Steve Jobs told his biographer that Apple would rather wage "thermonuclear war" with Google Inc. than make deals to share its technology with the maker of the Android operating system.
That was no empty threat. In the 18 months before Jobs died on Oct. 5, Apple sued HTC, Samsung Electronics and Motorola Mobility, the three largest Android users. It alleged that the phone makers stole Apple's technology and asked courts to make them stop.
Now, as rulings start coming in, it might be time for a detente that helps Apple maximize the value of its patents, said Kevin Rivette, a managing partner at 3LP Advisors LLC, a firm that advises on intellectual property.
When courts side with Apple and impose bans on infringing products, competitors can often devise workarounds; in cases where Apple doesn't win import restrictions, it would be better off striking settlements that ensure access to a competitor's innovation, he said.
"A scorched-earth strategy is bad news because it doesn't optimize the value of their patents - because people will get around them," said Rivette, whose clients include Android licensees.

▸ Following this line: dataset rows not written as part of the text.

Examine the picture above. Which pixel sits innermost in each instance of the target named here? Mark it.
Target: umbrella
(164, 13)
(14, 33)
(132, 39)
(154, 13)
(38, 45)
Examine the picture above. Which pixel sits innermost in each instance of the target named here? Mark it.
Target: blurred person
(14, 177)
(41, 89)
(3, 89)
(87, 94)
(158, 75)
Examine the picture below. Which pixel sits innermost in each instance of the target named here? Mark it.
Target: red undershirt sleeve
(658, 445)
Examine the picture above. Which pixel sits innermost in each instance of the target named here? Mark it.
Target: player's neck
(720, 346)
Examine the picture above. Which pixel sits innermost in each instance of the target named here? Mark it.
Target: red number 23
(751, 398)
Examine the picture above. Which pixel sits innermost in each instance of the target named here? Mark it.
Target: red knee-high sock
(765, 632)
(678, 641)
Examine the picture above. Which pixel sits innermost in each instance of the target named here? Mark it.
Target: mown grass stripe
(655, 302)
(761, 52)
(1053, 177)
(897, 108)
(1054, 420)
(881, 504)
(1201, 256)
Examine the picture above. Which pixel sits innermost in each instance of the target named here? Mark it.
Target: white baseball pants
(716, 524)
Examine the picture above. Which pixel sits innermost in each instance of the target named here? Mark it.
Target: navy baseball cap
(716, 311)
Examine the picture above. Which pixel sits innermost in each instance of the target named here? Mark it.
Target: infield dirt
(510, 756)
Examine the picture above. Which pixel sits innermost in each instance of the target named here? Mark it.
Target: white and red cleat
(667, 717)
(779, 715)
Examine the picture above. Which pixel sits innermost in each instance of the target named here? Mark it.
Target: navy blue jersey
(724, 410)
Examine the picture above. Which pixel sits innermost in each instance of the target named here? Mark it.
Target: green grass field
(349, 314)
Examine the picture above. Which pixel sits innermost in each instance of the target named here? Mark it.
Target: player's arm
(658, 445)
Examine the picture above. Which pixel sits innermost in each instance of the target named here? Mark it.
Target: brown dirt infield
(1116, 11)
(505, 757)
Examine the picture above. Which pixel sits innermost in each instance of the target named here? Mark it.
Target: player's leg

"It's like a dam. Using their patents to keep rivals out of the market is like putting rocks in a stream. The stream is going to find a way around. Wouldn't it be better to direct where the water goes?"
Apple spokesman Steve Dowling declined to comment.
For a time, Apple's strategy looked sound. In October, an Australian court banned the sale of Samsung's Galaxy 10.1 tablet in that country, and the U.S. International Trade Commission agreed to consider an import ban on sales of certain HTC devices.
Then the tide began to turn. Apple suffered a setback Nov. 30, when a higher Australian court overturned the ruling against Samsung. On Thursday, a German judge said he was unlikely to uphold an import ban on a version of the Galaxy, which Samsung had modified in response to a ban on the original design.
Partial victory
The ITC gave Apple only a partial victory on Dec. 20 by ruling that HTC had violated only one of four patents Apple said it infringed. The patent covered what is called data detection, a feature that helps users make a call, send an e-mail or find an address on a map with a single keystroke. A day later, HTC said it found a way to work around the issue.
Even if HTC had to leave the feature out of its future products, the ruling reinforces predictions that Apple won't succeed forever in preventing Android rivals from selling gadgets with the now-familiar hallmarks of Apple's pioneering devices. These include touch-screens and app stores.
Long-term prospects
Legal history isn't on Apple's side, said Marshall Phelps, former head of intellectual property at IBM and Microsoft.
"Nobody has ever kept competitors out of any market with patents," in part because software can usually be slightly changed to find a non-infringing alternative, he said.
Exceptions, he said, include an IBM patent that characterized the basic architecture of a computer and Texas Instruments' original patent for the integrated circuit, or computer chip.
IBM was ordered by the U.S. Department of Justice to license its patent, while Texas Instruments decided to do the same, which has resulted in billions of dollars in royalties, Phelps said.
Many of Apple's patents, by contrast, relate to the look and feel of devices or particular ways of using a machine, rather than a basic technology breakthrough.
The question on the minds of many patent lawyers isn't whether Apple should adapt its legal stance, but when.
For now, the company's approach is costing rivals millions of dollars in fees, distracting management and preventing them from emulating Apple's products more boldly, said Ron Epstein, a former attorney at Intel who now runs patent licensing firm Epicenter IP Group.